Vehicles powered in part or in full by electricity have become much more common in recent years (DOE 2016). The reduction in gasoline usage implied by the rise of electric vehicles is typically assumed to contribute to CO2 emissions mitigation. Generally speaking, this is the case, but the details depend heavily on the fuel used to generate the electricity that powers the electric vehicle.
When powered by coal-fired plants, electric vehicles offer negligible CO2 emissions mitigation benefits over the average new vehicle. However, when powered by the average U.S. natural gas plant, an electric vehicle contributes nearly 60 percent less CO2 per mile than the average new gasolinepowered vehicle. When an electric vehicle is powered by the currently prevailing mix of energy sources in the United States, the gains are nearly as large.
This figure highlights the growing interaction between transportation and energy sector CO2 emissions. As the range of energy sources for vehicles widens and electric vehicles become more common, it will become increasingly important to design policies that account for CO2 emissions wherever they are generated.
Government investment in energy-related research and development has varied considerably over time, alternately receiving encouragement during periods of perceived crisis and lower support during periods of low prices and abundant supply. The oil shocks of the 1970s were associated with high and rising spending on energy R&D, while relatively low conventional energy prices from the mid-1980s through mid-2000s were associated with reduced investment (Avato and Coony 2008). Notably, this pattern holds true across the industrialized nations shown in figure 11, reflecting the fact that they all experienced the same changes in global energy markets.
In the United States, the composition of public energyrelated research and development investments has changed dramatically over the decades. In 1974, about three quarters of U.S. public spending was devoted to nuclear technologies. In 2014, the nuclear energy share had shrunk to 14 percent, while spending on renewable and energy efficiency technologies had grown to 35 percent. A similar trend can be observed for other countries: for example, the United Kingdom’s investment in renewable and energy efficiency technology rose from 3 percent of its 1974 spending to 38 percent of its 2014 spending.
Technologies such as energy storage, advanced nuclear power, and carbon capture and sequestration hold considerable promise for providing scalable, clean energy.

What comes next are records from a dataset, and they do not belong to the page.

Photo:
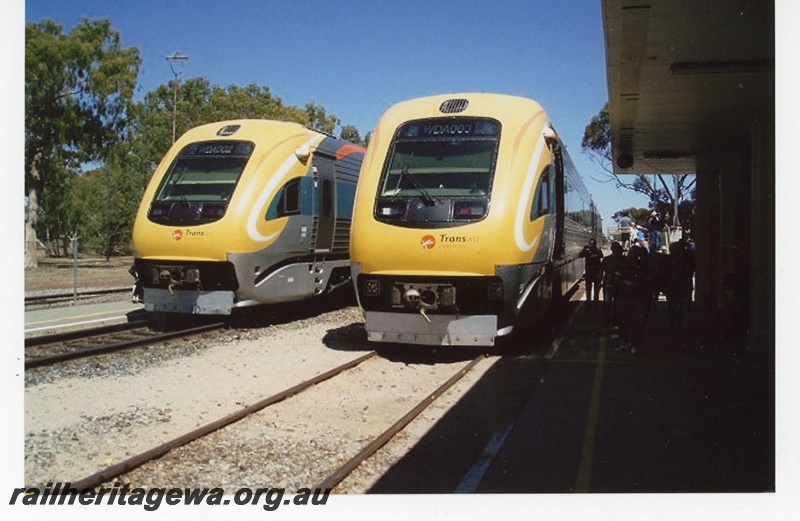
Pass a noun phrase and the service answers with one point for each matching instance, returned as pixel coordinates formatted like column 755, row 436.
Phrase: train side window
column 327, row 197
column 287, row 202
column 541, row 201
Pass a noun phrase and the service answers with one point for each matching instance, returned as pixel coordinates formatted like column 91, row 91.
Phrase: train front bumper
column 445, row 330
column 189, row 302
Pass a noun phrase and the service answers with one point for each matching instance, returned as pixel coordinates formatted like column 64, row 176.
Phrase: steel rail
column 342, row 472
column 84, row 333
column 81, row 294
column 159, row 451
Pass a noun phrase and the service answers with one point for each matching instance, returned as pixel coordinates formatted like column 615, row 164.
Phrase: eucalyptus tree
column 79, row 89
column 675, row 195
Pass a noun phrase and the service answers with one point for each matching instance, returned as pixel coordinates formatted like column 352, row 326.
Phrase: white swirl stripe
column 522, row 208
column 276, row 179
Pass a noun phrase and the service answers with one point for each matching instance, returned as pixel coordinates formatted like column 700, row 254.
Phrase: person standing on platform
column 608, row 266
column 633, row 295
column 656, row 227
column 625, row 230
column 680, row 282
column 593, row 258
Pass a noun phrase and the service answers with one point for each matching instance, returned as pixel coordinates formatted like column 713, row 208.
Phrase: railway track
column 330, row 480
column 54, row 349
column 64, row 296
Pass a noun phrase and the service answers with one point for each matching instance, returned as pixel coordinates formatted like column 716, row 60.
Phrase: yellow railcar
column 245, row 212
column 468, row 220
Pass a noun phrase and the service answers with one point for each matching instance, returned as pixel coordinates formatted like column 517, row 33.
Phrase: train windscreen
column 205, row 172
column 447, row 163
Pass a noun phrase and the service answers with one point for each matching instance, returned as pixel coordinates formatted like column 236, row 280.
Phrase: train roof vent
column 452, row 106
column 228, row 130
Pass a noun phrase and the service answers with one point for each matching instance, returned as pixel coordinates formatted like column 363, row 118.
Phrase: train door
column 324, row 200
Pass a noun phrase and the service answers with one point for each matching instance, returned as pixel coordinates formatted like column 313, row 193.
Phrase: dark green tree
column 78, row 91
column 664, row 195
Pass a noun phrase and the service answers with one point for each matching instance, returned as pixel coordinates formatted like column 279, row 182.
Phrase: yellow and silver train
column 468, row 220
column 246, row 212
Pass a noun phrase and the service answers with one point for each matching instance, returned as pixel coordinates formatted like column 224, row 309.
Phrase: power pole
column 174, row 58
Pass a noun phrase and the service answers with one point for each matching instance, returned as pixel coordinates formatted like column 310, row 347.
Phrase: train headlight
column 372, row 288
column 495, row 291
column 447, row 296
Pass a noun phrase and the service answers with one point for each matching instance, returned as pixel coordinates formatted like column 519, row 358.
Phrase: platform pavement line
column 587, row 454
column 473, row 478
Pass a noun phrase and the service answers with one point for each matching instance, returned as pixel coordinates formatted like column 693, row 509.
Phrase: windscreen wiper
column 423, row 193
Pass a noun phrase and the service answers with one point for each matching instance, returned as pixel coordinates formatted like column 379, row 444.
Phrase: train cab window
column 442, row 162
column 541, row 200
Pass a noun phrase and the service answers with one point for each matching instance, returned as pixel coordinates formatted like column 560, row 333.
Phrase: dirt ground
column 93, row 272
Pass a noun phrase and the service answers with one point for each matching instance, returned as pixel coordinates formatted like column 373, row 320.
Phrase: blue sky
column 357, row 58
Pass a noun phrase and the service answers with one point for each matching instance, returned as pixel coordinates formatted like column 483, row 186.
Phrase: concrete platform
column 693, row 411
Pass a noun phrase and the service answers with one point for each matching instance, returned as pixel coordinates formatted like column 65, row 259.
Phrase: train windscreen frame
column 205, row 172
column 446, row 163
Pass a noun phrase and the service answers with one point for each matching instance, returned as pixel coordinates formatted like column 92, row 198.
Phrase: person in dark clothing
column 663, row 268
column 681, row 281
column 656, row 227
column 633, row 294
column 608, row 266
column 593, row 258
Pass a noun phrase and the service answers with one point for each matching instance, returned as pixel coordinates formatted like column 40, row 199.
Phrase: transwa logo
column 427, row 242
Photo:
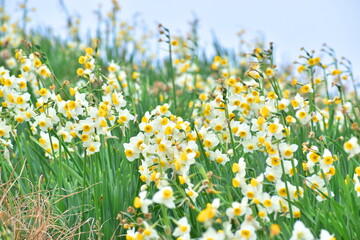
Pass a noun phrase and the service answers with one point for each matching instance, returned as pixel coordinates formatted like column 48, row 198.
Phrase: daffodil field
column 103, row 138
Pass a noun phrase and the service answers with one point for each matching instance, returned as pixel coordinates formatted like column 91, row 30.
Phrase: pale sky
column 289, row 24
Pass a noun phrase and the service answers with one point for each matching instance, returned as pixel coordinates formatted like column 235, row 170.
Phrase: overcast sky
column 289, row 24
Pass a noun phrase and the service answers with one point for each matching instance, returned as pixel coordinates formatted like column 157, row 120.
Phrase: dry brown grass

However, the costs for all of these technologies require further reductions in order to be economically competitive. Increased R&D investment may help to achieve this goal.
Sea-level rise poses a physical and economic threat to much of the coastal United States. By one projection, sea-level rise of 0.9 meters by 2100—which is within the range of scenarios considered by climate scientists—would put 4.2 million Americans at risk of inundation. At the high end of sea-level rise scenarios, a 1.8 meter increase would put 13.1 million at risk of inundation (Hauer, Evans, and Mishra 2016).
Sea-level rise, in conjunction with storm surges, will be very costly even if appropriate preparations are made. As shown in figure 12, the Environmental Protection Agency (2015c) estimates that the cumulative expense of sea-level rise and storm surges associated with climate change would be roughly $810 billion by 2100. If no preparations are made, the costs are far higher, at a cumulative $5 trillion by 2100.
These costs will take a number of forms: abandonment of property and damage from storms both figure prominently. Adaptation will itself be costly, even though it prevents larger costs from being incurred. Elevating properties above sea level and reinforcement of shorelines, for example, will generate costs in the scenario with adaptation.